So, I've seen a proliferation of articles recently that promise to educate wine novices to not come across as novices. Whether this is a good thing is debatable; wouldn't you want an expert to explain things to you if you didn't understand how they work? It's not always a great thing appearing more expert than you really are, as you miss out on lots of opportunities to educate yourself. Still, even worse is a when advice on how to appear expert is just plain wrong. One recommendation I see again and again that I just don't understand is that sniffing the cork of a newly-opened wine will make you look like a novice, as it tells you nothing about the wine inside. A quick search of Google shows 302 matches for the phrase "don't sniff the cork".
Sniffing a cork may tell you nothing about whether a wine is oxidized, or tannic, or whether it smells like cherries, or whether it's ready to drink, but it does tell you a lot about whether a wine is corky. I open thousands of bottles of wine each year, at tastings here and around the country, as well as in a more relaxed setting at the dinner table. I always sniff the cork, not because it's a guaranteed indicator of whether a wine is corky or not, but because it's a warning flag. Sure, it's possible that a wine whose cork is suspect might taste fine, but in my experience, at least 90% of the wines that taste corky have corks that smell corky. And, the more I open and taste wines, the more convinced I get that even if it isn't apparent at first, wines with suspiciously musty corks usually are flawed.

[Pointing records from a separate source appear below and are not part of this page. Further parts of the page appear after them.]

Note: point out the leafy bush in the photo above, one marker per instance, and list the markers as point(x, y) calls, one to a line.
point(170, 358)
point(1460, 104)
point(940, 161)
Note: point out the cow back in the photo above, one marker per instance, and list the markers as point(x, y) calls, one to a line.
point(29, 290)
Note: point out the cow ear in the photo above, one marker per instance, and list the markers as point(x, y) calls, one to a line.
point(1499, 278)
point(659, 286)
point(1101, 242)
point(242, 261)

Another interesting factor is that most sound corks have an appealing smell, like a fainter version of a new oak barrel. Wines under those sweet-smelling corks are nearly always in good shape. You do get the (very) occasional false negative, where a cork smells fine but the bottle is slightly tainted. And, of course, there are plenty of flaws that have nothing to do with the cork (oxidation, reduction, and refermentation are probably the most common). So, it's not a foolproof test and everyone should taste as well as sniff a newly-opened bottle. But, I don't see what good it does consumers to be denied a fairly reliable indicator of when they should at least be suspicious their bottle of wine might be bad.
Have any readers out there had experiences where people have looked down on you for investigating the cork? Or been fooled by a bottle (either with a nice bottle under a musty cork or a bad bottle under a sweet-smelling cork)? If so, please share.